Saul, however, was ravaging the church, and he would enter house after house, drag off men and women, and put them in prison. So those who were scattered went on their way proclaiming the message of good news.–Acts 8:3-4
How often have we watched a football game in which one team is leading by six points with a few minutes left, and they decide to go into a “prevent defense”—allowing the other team to march down the field, throw short passes, and score a touchdown in the closing seconds? Or a basketball game in which they double-team the post player who has been scoring all the points, only to have that little point guard who hasn’t made anything all year, hit consecutive three-point shots and win the game? I call those unintended consequences or unexpected results.

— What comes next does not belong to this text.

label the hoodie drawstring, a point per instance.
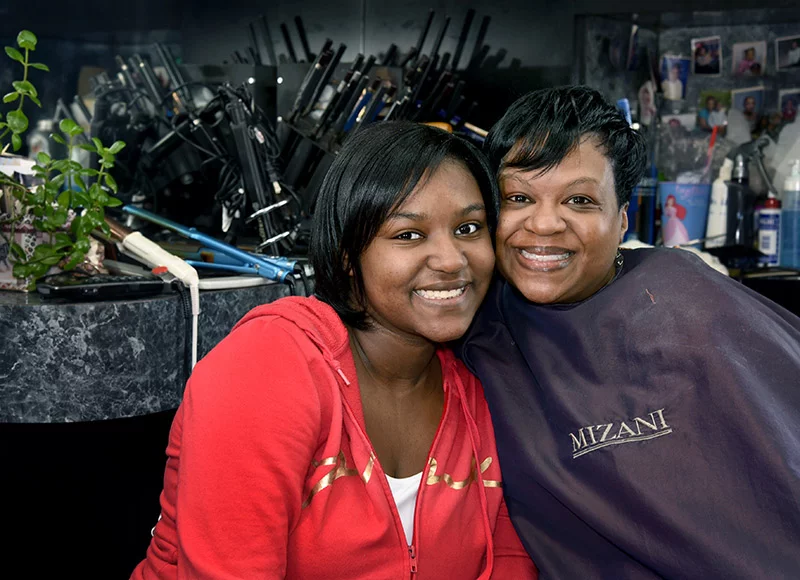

In the Bible we often see believers persecuted for doing good. God used those situations to expand His kingdom. Phillip, a good example, was chosen along with Stephen to be one of the disciples’ helpers. After Stephen was killed and Saul’s persecution of the church intensified, Phillip went to Samaria (a place he probably would have not visited on his own) to escape. As a result, the gospel was preached in Samaria. Saul and the religious leaders thought persecution would stop the people from believing in Christ, when in fact the persecution resulted in many more coming to faith. Men can try to stop God’s plans, but it won’t work!
1. What are some examples of your actions resulting in totally unexpected results?

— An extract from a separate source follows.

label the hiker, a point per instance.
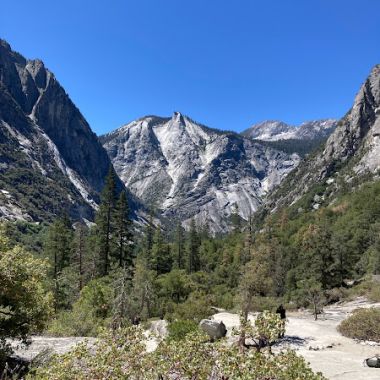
(281, 310)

2. How have you seen God take a difficult situation and make something good happen?
3. How does that affect your trust and faith in Christ?
Extra Reading: Acts 8:4-13; 9:1-18
Lord, renew my heart and help me see what You are doing through my life. Help me be willing to go places I would not consider going—like Phillip in Samaria. Please use me. Jesus, thank You for dying on the cross for my sin. May I be bold in sharing Your sacrifice with others. Amen.